Well, there is an immense amount of lava, ash and other volcanic debris to be found scattered over a huge area.
Not to mention great numbers of animals preserved in ash. Here’s a site where thousands of animals are preserved in ash from an eruption over a 1000 miles away. http://en.wikipedia.org/wiki/Ashfall_Fossil_Beds
To my mind that constitutes quite adequate verification that something happened.
Physical evidence of what happened in the past, and extrapolation as to the results if something similar happened today. This is quite different from designing a computer model to predict the future and then insisting it be accepted as fact.

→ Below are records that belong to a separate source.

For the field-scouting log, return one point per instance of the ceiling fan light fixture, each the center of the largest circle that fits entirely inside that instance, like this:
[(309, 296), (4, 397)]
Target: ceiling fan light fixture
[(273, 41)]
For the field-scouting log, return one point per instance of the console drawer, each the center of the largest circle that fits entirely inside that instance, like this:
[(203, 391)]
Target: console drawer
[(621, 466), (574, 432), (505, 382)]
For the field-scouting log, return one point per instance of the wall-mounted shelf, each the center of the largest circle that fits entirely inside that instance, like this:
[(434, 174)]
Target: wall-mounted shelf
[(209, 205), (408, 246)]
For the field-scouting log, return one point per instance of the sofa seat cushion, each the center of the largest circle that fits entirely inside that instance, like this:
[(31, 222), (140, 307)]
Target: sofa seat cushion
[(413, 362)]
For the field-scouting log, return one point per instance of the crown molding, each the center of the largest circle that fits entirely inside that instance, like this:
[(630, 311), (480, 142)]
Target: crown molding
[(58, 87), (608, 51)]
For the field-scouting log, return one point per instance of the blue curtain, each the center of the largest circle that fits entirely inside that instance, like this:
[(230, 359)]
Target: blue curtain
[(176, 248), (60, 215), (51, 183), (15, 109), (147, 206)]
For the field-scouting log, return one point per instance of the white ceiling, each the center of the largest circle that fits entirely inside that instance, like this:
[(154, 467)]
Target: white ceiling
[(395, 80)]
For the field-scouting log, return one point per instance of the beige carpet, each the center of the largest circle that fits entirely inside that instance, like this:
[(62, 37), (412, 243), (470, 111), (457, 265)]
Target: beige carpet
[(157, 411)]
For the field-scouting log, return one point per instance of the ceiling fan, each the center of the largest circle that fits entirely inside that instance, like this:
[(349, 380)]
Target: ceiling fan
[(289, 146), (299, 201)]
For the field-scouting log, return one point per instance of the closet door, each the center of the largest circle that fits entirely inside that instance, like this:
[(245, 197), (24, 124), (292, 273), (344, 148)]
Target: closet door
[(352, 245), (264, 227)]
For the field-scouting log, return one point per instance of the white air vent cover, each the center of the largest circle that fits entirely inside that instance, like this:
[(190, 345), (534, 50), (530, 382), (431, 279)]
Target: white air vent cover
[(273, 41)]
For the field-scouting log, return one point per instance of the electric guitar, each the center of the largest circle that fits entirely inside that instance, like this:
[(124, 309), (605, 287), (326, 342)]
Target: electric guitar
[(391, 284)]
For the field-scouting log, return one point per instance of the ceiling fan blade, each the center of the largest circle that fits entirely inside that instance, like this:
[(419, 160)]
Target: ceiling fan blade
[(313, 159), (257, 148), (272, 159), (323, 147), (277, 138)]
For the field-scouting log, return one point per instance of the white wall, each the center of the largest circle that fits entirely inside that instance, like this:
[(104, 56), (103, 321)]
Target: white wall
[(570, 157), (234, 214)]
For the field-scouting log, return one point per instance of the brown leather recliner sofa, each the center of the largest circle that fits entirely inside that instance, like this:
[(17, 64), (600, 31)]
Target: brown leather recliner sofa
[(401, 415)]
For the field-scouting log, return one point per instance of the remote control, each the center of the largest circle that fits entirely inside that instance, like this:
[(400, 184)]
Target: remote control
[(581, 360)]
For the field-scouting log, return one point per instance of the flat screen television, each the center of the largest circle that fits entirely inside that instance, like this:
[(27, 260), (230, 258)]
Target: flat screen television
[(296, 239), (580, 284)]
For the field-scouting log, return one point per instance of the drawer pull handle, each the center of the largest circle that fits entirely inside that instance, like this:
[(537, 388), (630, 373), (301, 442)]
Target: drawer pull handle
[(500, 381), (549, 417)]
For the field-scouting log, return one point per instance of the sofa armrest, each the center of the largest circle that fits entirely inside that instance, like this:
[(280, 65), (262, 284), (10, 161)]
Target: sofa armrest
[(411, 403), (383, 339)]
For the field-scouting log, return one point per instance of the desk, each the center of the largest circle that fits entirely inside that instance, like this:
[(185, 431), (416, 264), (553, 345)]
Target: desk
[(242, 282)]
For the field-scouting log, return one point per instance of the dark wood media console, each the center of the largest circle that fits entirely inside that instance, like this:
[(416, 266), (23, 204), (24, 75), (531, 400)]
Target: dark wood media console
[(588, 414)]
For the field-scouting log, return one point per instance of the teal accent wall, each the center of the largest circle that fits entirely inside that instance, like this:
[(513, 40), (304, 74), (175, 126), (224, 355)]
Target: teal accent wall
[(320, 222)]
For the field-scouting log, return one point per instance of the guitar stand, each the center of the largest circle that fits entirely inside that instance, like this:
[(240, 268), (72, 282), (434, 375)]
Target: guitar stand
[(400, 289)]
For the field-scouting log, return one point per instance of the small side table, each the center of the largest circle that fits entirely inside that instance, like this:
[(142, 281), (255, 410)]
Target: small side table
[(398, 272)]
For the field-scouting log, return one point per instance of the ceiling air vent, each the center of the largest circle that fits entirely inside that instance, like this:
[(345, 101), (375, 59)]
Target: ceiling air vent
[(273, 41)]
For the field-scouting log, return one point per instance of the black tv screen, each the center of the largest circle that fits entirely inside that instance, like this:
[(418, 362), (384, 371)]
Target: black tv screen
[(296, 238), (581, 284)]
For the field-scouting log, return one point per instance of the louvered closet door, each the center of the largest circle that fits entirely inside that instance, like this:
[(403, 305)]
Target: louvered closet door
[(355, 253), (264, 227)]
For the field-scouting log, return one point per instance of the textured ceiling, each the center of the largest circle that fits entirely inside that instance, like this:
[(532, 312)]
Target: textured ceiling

By your standard, nothing that happened prior to the rise of modern science could be accepted as fact.
Science is supposed to be observation-based, and what I’m saying is that none of these geologists are eyewitnesses to supervolcanic eruptions, as they call them. There’s certainly evidence of past volcanism, but the cause certainly could be pyroclastic activity of the kind that has been witnessed even in modern times.
BTW, use Wikipedia sparingly; it’s not an authoritative source and relies on external sources for its verification. The article on the Antelope County fossil beds is severely lacking in sources and footnotes and has some unencyclopedic writing.
What he, the original guy that said it did not happen, is not saying is that the earth is only six thousand years old.